December 3, 2011 - 4:30 AM
Russia Golos

Gregory Melkonyants, leading activist of Golos, respected independent watchdog, center, sits in a court, surrounded by unidentified lawyers in Moscow, Russia, Friday, Dec. 2, 2011. Golos directors were called to court Friday to answer accusations that the organization has violated election law.Russian prosecutors on Thursday launched a probe against the country's main independent election watchdog on suspicion of election law violations _ just three days before the national parliamentary vote. (AP Photo/Misha Japaridze)

MOSCOW (AP) — The leader of Russia's only independent election monitor was detained at a Moscow airport for 12 hours, a colleague said Saturday, the latest government pressure on the group ahead of Sunday's parliamentary vote.

Golos has documented thousands of election law violations during the latest campaign — most of them linked to the United Russia party, which dominates the Kremlin and supports Russian leader Vladimir Putin.

United Russia dominates Russia's political life and has received overwhelmingly favorable coverage during the campaign, mostly from Kremlin-controlled national television.
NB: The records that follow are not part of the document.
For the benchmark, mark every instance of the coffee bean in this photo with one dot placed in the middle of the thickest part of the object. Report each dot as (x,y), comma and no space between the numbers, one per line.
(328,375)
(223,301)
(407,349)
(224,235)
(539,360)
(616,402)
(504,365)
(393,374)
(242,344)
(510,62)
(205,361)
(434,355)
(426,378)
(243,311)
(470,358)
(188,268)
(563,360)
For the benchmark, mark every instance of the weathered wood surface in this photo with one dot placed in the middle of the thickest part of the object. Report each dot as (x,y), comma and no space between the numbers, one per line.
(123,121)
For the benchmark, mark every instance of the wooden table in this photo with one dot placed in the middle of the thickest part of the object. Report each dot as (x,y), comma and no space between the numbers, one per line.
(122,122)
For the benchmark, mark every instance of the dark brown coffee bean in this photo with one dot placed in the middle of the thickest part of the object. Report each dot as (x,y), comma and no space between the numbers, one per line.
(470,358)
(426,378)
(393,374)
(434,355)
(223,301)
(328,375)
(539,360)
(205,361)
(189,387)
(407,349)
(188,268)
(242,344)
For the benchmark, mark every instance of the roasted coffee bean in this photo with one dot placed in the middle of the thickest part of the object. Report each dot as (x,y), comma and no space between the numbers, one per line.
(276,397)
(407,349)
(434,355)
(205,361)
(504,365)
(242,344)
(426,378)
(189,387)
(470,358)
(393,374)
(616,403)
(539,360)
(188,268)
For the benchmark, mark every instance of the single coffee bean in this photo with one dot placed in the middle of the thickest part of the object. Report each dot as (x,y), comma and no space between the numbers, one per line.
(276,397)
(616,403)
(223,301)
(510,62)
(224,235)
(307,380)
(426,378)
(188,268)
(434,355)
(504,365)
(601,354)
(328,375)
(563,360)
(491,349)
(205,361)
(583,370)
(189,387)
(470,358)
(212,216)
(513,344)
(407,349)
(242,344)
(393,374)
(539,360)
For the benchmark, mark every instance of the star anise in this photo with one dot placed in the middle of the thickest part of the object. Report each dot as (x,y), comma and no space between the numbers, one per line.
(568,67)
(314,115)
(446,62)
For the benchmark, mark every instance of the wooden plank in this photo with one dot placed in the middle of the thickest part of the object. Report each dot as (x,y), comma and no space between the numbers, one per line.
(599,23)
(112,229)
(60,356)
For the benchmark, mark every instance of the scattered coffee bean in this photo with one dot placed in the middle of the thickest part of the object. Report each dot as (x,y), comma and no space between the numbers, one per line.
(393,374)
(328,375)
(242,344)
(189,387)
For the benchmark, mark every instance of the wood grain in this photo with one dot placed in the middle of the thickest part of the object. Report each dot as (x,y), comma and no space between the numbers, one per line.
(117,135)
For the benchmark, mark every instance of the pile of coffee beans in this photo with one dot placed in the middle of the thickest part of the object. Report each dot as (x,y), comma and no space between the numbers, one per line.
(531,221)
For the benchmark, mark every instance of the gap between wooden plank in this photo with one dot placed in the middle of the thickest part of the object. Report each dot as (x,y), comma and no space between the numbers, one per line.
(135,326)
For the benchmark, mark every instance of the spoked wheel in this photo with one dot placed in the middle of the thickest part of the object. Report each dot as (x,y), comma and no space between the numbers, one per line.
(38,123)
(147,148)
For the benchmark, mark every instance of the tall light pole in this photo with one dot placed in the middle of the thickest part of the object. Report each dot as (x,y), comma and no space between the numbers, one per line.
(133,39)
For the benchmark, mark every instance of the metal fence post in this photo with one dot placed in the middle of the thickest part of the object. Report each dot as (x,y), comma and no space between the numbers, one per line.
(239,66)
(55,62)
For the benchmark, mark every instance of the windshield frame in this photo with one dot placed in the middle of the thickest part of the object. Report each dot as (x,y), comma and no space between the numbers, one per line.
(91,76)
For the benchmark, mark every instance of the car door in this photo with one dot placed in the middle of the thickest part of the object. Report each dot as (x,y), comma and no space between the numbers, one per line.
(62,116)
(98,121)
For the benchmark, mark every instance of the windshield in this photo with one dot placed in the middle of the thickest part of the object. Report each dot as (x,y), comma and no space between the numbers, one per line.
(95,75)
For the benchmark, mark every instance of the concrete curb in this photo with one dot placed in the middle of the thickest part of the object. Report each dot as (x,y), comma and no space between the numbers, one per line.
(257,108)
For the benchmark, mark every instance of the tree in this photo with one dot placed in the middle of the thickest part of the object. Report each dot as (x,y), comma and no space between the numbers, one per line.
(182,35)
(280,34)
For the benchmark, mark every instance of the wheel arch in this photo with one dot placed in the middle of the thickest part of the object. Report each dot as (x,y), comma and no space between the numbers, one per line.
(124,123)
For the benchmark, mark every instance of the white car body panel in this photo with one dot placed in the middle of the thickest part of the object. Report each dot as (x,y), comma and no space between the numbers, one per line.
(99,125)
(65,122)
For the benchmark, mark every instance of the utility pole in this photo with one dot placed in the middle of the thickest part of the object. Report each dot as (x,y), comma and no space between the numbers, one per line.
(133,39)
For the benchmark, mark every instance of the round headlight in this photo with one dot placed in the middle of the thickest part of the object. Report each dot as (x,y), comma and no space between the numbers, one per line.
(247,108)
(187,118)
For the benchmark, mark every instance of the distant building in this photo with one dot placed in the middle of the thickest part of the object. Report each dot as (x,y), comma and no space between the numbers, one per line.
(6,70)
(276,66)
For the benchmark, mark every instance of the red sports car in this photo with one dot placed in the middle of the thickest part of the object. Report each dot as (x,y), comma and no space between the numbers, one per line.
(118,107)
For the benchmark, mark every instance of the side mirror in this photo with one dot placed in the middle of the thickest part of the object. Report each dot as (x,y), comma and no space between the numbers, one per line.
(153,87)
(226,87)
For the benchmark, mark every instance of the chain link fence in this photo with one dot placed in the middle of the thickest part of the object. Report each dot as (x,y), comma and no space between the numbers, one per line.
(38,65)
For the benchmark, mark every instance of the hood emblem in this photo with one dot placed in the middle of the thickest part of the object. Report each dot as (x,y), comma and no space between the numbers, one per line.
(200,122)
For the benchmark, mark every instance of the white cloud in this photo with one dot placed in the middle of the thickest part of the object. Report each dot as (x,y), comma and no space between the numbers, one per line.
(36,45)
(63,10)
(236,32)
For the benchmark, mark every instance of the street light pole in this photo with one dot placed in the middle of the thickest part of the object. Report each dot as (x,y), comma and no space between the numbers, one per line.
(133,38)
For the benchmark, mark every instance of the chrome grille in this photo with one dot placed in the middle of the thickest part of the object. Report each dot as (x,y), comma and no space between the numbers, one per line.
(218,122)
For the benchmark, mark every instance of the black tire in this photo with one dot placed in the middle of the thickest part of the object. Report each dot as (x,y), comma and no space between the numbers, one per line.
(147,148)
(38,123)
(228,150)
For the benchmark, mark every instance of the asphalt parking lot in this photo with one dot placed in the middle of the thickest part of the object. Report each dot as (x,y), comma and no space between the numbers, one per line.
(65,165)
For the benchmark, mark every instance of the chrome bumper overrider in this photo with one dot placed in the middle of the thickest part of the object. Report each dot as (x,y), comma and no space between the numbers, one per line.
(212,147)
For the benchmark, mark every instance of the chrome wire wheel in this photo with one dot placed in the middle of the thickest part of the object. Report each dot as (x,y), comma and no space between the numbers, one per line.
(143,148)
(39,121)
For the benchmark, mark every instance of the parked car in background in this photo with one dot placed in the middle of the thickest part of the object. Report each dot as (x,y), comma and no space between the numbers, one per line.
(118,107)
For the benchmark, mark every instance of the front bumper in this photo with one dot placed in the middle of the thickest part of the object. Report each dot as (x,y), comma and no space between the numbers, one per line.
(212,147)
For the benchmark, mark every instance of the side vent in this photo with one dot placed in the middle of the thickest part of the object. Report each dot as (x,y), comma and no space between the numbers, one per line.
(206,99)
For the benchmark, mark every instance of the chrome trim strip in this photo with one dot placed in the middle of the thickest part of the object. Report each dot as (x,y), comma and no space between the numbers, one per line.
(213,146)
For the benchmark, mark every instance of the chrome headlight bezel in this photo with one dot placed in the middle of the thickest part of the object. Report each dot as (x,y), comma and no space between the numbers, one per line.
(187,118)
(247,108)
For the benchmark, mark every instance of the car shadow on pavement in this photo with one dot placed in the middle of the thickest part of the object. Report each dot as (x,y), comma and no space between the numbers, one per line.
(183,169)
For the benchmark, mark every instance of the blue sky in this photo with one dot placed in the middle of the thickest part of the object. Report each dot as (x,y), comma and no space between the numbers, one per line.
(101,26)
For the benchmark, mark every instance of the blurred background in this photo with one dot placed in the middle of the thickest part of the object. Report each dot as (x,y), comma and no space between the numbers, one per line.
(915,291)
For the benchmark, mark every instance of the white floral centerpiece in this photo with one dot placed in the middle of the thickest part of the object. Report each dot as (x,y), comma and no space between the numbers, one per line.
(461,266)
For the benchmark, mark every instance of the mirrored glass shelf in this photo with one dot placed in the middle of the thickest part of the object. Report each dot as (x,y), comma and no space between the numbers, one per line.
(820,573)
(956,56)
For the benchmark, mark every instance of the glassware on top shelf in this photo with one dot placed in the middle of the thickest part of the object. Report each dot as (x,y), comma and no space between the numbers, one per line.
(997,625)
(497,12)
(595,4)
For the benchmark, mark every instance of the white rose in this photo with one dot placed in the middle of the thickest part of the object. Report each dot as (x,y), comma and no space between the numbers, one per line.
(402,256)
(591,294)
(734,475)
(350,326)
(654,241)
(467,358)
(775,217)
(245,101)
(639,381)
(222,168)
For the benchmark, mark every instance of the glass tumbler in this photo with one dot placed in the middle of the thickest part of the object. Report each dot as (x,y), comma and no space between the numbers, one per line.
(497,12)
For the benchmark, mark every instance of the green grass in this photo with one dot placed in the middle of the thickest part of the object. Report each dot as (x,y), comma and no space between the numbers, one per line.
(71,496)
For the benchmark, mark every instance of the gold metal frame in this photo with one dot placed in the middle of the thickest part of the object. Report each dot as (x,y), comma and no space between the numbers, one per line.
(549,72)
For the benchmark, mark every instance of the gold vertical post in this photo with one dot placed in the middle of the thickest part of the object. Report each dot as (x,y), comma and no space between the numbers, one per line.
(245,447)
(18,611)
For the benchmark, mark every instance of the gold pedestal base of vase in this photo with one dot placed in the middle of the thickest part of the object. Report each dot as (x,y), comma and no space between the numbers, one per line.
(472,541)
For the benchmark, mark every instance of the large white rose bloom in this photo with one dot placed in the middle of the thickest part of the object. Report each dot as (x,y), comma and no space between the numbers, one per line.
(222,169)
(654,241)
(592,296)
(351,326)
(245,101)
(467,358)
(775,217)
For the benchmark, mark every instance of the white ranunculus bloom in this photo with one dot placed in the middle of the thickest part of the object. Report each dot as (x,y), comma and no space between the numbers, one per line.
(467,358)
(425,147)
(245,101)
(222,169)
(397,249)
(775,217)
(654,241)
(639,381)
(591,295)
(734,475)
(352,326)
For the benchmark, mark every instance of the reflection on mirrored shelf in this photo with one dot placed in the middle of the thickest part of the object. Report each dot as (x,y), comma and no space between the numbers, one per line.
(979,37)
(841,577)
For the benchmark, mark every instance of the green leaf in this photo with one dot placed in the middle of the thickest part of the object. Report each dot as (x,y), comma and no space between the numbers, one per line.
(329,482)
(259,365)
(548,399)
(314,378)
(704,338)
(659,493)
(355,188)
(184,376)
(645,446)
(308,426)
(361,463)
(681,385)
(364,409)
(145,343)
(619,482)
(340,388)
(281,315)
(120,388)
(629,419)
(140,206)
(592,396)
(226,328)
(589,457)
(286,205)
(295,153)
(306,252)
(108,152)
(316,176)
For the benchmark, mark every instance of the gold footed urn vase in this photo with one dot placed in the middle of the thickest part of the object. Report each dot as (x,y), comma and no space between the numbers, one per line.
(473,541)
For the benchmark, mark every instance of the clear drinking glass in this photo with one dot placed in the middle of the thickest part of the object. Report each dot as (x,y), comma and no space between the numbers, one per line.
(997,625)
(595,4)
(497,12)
But the party is increasingly disliked, seen as representing a corrupt bureaucracy and often called "the party of crooks and thieves."

Golos leader Lilya Shibanova was held at Moscow's Sheremetyevo airport after refusing to give her laptop to security officers late Friday, the group's deputy director Grigory Melkonyants said. She was released after giving up the computer, he said.

"The detention was politically motivated," Melkonyants told The Associated Press.

The detention follows a decision Friday by a Moscow district court to fine Golos $1,000 for violating a law forbidding the publication of public opinion research within five days of an election.

The group has come under growing pressure since Sunday, when Putin accused Western governments of trying to influence the election through their funding of unidentified Russian non-governmental organizations. Golos, whose name means "vote," is supported by grants from the United States and Europe.

The group's staffers all over Russia "face threats and psychological pressure," Melkonyants said.

Kremlin-controlled NTV television showed a half-hour program on Friday evening that attacked Golos directly. The program included shots of suitcases full of U.S. dollars and claimed that Golos was openly supporting opposition parties and trying to discredit the elections.

The Kremlin is determined to see United Russia maintain its majority in parliament. President Dmitry Medvedev and Putin, who serves as prime minister, both made final appeals for the party on Friday, warning that a parliament made up of diverse political camps would be incapable of making decisions.

Putin needs the party to do well in the parliamentary election to pave the way for his return to the presidency in a vote now three months away.